I tend to think your feelings are completely normal. Have you shared that with her? Like I said, she may not know how to cope, or be able to give you everything you need emotionally from her.......but if you don't tell her, how will she know? It will be a guessing game for her. If the MR had not been in crisis, then her responses might be different, but since it was, this makes a double whammy for the relationship. That's not to say things can't get to a much better place. I just think you need to take down any emotional barrier, and tell her you need to have the best relationship possible, at this time. Maybe a counselor could help both of you as you face this challenge together.

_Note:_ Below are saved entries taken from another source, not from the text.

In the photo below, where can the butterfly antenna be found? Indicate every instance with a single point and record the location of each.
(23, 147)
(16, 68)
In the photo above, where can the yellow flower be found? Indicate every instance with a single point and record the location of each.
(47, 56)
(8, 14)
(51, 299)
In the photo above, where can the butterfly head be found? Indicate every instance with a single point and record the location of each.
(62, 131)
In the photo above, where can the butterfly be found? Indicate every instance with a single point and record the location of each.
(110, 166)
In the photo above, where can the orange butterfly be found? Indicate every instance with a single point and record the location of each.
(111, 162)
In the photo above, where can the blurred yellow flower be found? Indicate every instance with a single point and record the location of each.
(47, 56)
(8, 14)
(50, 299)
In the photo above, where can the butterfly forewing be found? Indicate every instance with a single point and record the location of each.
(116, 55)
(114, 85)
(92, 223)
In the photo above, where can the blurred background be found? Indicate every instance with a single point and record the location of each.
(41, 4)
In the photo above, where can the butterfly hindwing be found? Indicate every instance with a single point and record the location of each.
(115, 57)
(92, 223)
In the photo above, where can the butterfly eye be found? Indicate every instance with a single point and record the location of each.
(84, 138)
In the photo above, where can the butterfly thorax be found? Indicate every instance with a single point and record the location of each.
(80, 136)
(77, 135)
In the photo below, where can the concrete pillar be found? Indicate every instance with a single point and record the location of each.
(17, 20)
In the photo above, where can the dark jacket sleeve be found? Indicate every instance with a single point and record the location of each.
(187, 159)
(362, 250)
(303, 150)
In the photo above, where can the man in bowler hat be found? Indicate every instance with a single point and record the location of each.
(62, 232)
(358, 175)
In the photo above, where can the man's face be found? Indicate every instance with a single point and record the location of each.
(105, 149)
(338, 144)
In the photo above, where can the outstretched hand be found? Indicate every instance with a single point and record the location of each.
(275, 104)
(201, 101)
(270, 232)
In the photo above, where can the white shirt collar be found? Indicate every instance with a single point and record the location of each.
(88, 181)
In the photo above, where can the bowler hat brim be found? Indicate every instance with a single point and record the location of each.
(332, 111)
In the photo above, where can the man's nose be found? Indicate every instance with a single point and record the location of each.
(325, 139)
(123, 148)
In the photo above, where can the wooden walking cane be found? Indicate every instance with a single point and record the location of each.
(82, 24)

This all may sound as if I am contradicting previous advice regarding your marital sitch, but IMHO, this critical illness adds another dimension that exceeds a lay person's advice on a marriage forum. I think you need to get whatever professional help is available to guide you and your family through this extraordinary pathway. While it does include the MR, it mostly revolves around your emotional wellness and physical health needs. We don't come into the world just knowing what to do about these type of situations. We usually have to get help from someone educated on the subject. You want to experience the very best in a MR, and who wouldn't? With some professional guidance, she may be able to give a lot more emotional support. I honestly don't know if your intimate relationship will get to the 100% you desire, but how many MR's do? I'm just being honest. If you seek professional assistance in how to interact, communicate, and give support during this critical time, instead of going in for help with just the "marriage relationship", then I don't think it would chase her away. If you say you want counseling for the MR, then she may run. See what I mean? Critical illness puts a ton of stress on any relationship. A professional counselor who deals with relationships and critical ill cases, should be able to help her understand better from your point of view, as well as help you stay as balanced and realistically as possible about the MR. Your medical facility may be able to recommend a counselor to help you, even if your W didn't want to go.
If it helps you to come here and write about your feelings, or whatever, then know that we are here and will read what you have to say. Know that we deeply care and are so saddened that you are facing this horrible disease. You are in my prayers, dear Oz.
It is not about what you feel should work in your M. It is about doing the work that gets the right results. Do what works!